Experimental program
Comparison scheme
Effect test

Embodiment 1

[0036] Construction of a fusion gene rolGLP-HV. Including the following steps:

[0037] (1) Using pMD-GLP as a template (the gene sequence of rolGLP-1 has been applied for a national invention patent by the inventor, and the patent publication number is: CN 101824388A), obtain the rolGLP-1 gene fragment by PCR (using Pfu enzyme). The PCR primers used in the experiment were designed according to the sequence of rolGLP-1:

[0038] P1: 5′-CATTCTGAGGGTACTTTCACTTCTG-3′

[0039] P2: 5′-TCTACCATCAACCAACCAAGCGATG-3′

[0040] (2) Using gene semi-synthesis method to obtain rHV 1 Gene fragment( image 3 A).
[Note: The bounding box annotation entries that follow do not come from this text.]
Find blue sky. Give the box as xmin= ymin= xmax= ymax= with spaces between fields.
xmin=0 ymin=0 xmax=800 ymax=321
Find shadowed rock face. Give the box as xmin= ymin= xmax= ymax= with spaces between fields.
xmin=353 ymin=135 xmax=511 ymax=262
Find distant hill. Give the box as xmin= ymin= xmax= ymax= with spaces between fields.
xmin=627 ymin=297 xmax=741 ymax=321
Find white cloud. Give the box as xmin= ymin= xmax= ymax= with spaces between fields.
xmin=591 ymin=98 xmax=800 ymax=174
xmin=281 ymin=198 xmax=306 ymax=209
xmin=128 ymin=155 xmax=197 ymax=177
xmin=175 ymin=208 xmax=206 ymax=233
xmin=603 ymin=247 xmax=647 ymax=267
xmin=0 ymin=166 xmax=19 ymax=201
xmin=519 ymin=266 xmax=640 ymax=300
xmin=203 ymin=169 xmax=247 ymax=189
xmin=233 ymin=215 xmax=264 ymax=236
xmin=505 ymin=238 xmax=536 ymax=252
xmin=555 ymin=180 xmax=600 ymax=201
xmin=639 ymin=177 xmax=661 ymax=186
First according to rHV 1 Synthesize four oligonucleotide fragments from the gene sequence: P3, P4, P5, P6:

[0041] P3: 5′-GTTGTCTACACTGACTGTACTGAATCTGGTCAAAACTTGTGTTTGTGTGAAGGTTCCAACGTTTGTGGTCAAGGTAACAAGTGTATCTT-3′

[0042] P4: 5′-TTACTGGTGAGGGTACTCCTAAGCCACAAATCCCATAACGACGGTGACTTCGAGGAGATTCCAGAGGAATACTTGCAATAAAAGCTTGGG-3′

[0043] P5: 5′-GGCTTAGGAGTACCCTCACCAGTAACACATTGGTTT...

Embodiment 2

[0053] Construction of an Escherichia coli expression vector pNK-EC-rolGLP-HV containing rolGLP-HV fusion gene.
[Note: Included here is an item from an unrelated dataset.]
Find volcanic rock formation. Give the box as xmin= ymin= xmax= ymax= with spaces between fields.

[0054] The rolGLP-HV gene fragment was digested with HindIII. Plasmid pET-22b(+) was digested with Nco I, blunted with Pfu enzyme, and then the large fragment of the vector was digested with HindIII. The digested vector and gene fragments were ligated ( figure 2 ). Picking positive transformants is the expression vector used in the present invention, the Escherichia coli expression vector pNK-EC-rolGLP-HV ( Figure 5 ).

Embodiment 3

[0056] Induced expression of Escherichia coli engineering strain NK-rolGLP-HV-E007 and purification of rolGLP-HV.
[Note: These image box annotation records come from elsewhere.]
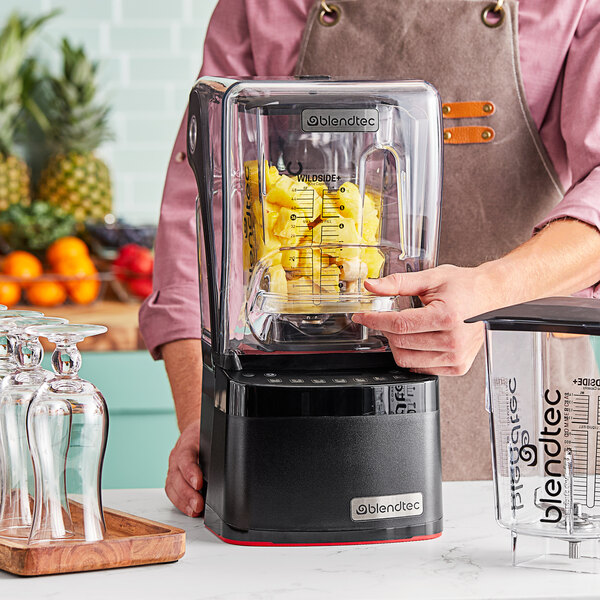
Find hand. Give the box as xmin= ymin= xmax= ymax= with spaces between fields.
xmin=165 ymin=421 xmax=204 ymax=517
xmin=352 ymin=265 xmax=495 ymax=375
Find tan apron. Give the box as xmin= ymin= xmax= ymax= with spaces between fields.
xmin=297 ymin=0 xmax=563 ymax=480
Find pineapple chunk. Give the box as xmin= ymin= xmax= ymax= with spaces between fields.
xmin=316 ymin=265 xmax=340 ymax=294
xmin=287 ymin=277 xmax=317 ymax=296
xmin=281 ymin=250 xmax=300 ymax=271
xmin=256 ymin=236 xmax=281 ymax=265
xmin=267 ymin=265 xmax=287 ymax=296
xmin=340 ymin=258 xmax=368 ymax=281
xmin=273 ymin=206 xmax=308 ymax=246
xmin=252 ymin=198 xmax=279 ymax=237
xmin=244 ymin=160 xmax=279 ymax=193
xmin=331 ymin=181 xmax=363 ymax=223
xmin=362 ymin=210 xmax=379 ymax=244
xmin=267 ymin=175 xmax=320 ymax=212
xmin=312 ymin=218 xmax=361 ymax=245
xmin=361 ymin=248 xmax=385 ymax=278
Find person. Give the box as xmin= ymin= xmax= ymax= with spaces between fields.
xmin=140 ymin=0 xmax=600 ymax=516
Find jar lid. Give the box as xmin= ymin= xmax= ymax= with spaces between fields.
xmin=465 ymin=296 xmax=600 ymax=335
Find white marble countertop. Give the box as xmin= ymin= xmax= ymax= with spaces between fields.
xmin=0 ymin=482 xmax=600 ymax=600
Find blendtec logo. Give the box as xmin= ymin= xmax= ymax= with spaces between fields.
xmin=350 ymin=492 xmax=423 ymax=521
xmin=302 ymin=108 xmax=379 ymax=132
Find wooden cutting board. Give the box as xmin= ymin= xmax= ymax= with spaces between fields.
xmin=0 ymin=502 xmax=185 ymax=576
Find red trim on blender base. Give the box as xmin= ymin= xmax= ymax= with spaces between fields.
xmin=205 ymin=525 xmax=442 ymax=548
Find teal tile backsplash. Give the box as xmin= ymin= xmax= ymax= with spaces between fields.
xmin=0 ymin=0 xmax=217 ymax=223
[0057] Select the NK-rolGLP-HV-E007 strain and culture it in a shaker flask at 37°C and 230r to OD 600 When the final concentration was 0.6-0.8, add the inducer IPTG with a final concentration of 1mmol / L, induce at 25°C for 12h, centrifuge the bacterial cells for ultrasonic disruption, and extract the protein for Tricine-SDS electrophoresis detection to prove the successful expression of rolGLP-HV( Figure 6 A). The supernatant after ultrasonic treatment was purified by affinity chromatography (Ni-NTA chromatography column) to obtain high-purity rolGLP-HV ( Figure 6 B). Western blot results ( Figure 6 C) shows that the constructed Escherichia coli has successfully expressed rolGLP-HV.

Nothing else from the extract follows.